Not only does the carbon absorb compounds in the waste stream, but many microorganisms will attach to it. Together they settle and compact in the tank to lower levels than a conventional system, enabling a larger volume of decant to be processed with each batch in a shorter period of time.

The county’s PACT system is the largest in the U.S. and consists of three, 48,000-gal SBR units, each about 48 ft long by 12 ft wide and 12 ft high resulting in a treatment capacity of 150,000 gpd. As in most biological treatment systems, before leachate reaches the units, it enters a flow equalization storage tank which enables the facility to process seasonal variations in leachate levels.   

Kirk Kettler, the Leachate Treatment Facility’s chief operator, said the water treatment system uses a combination of powdered activated carbon and aerobic bacteria in the form of sludge to simultaneously adsorb and metabolize the leachate contaminants in a single stage. The SBR process helps the facility handle variability in leachate flows, typically the result of seasonal rainfall, with cycle durations depending on both hydraulic and organic loading in the reactor. 

“The PACT tank goes through an aeration cycle and then we shut off the aeration, so the sludge can settle,” Kettler said. “When settling is done, we decant the clear water effluent, pumping it to the Hydro-Clear sand filter for final polishing. Then we refill the PACT tank with raw leachate and restart the aeration blower to repeat the process all over again.” 

After the biophysically treated effluent passes through the sand filter, it gets pumped into the deep well injection system to a level that is 2,710 ft below ground in a confined saltwater aquifer.

The Results

Kettler said the water treatment system achieves effluent quality levels that fall far below its permit maximums, even as the landfill has aged. For example, COD averages 33 mg/L, while BOD averages less than 6 mg/L and total suspended solids averages just 3 mg/L.
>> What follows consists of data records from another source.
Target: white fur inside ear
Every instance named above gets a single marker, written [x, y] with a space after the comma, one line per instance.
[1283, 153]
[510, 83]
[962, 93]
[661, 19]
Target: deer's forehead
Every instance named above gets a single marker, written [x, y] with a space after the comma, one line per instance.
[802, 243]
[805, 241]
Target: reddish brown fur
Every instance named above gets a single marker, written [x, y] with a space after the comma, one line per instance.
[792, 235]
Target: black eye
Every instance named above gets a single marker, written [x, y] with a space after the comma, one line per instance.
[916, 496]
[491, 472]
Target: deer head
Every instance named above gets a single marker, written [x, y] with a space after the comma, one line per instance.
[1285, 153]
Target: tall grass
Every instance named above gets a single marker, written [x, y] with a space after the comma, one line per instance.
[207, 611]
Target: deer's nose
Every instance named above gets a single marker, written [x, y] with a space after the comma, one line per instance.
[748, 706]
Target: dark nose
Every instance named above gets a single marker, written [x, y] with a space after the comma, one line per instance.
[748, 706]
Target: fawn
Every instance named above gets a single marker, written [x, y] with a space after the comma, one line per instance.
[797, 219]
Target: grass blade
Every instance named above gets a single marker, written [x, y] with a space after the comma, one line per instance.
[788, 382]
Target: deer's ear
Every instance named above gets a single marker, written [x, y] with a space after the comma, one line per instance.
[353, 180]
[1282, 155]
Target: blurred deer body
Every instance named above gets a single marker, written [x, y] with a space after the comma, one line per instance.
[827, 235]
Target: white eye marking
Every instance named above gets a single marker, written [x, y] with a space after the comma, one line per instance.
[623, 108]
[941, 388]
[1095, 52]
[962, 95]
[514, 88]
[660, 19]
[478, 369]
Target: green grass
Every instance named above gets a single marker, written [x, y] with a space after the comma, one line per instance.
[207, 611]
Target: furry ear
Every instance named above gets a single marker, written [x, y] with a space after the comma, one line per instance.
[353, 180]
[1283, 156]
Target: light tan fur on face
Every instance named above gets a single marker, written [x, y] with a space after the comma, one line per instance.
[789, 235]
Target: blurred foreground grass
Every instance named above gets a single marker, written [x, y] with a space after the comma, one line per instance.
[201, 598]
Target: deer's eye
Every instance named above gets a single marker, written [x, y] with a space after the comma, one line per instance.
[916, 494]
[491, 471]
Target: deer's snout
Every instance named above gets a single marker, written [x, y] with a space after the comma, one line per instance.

As solid waste operations manager, Allen welcomes the cost-effectiveness of the treatment solution. He estimates that all-in costs for onsite leachate treatment is $5.40 per 1,000 gal or $177,000 annually. That is 95% less than the average $110 cost per 1,000 gal reported elsewhere in the U.S. to haul and treat leachate at POTWs. 

If Charlotte County were paying those higher rates, its annual leachate treatment costs would be $3.6 million. Over the 25 years that the leachate treatment systems have been in place, the county has avoided nearly $86 million in cost, money that has been better spent improving the quality of living for its citizens.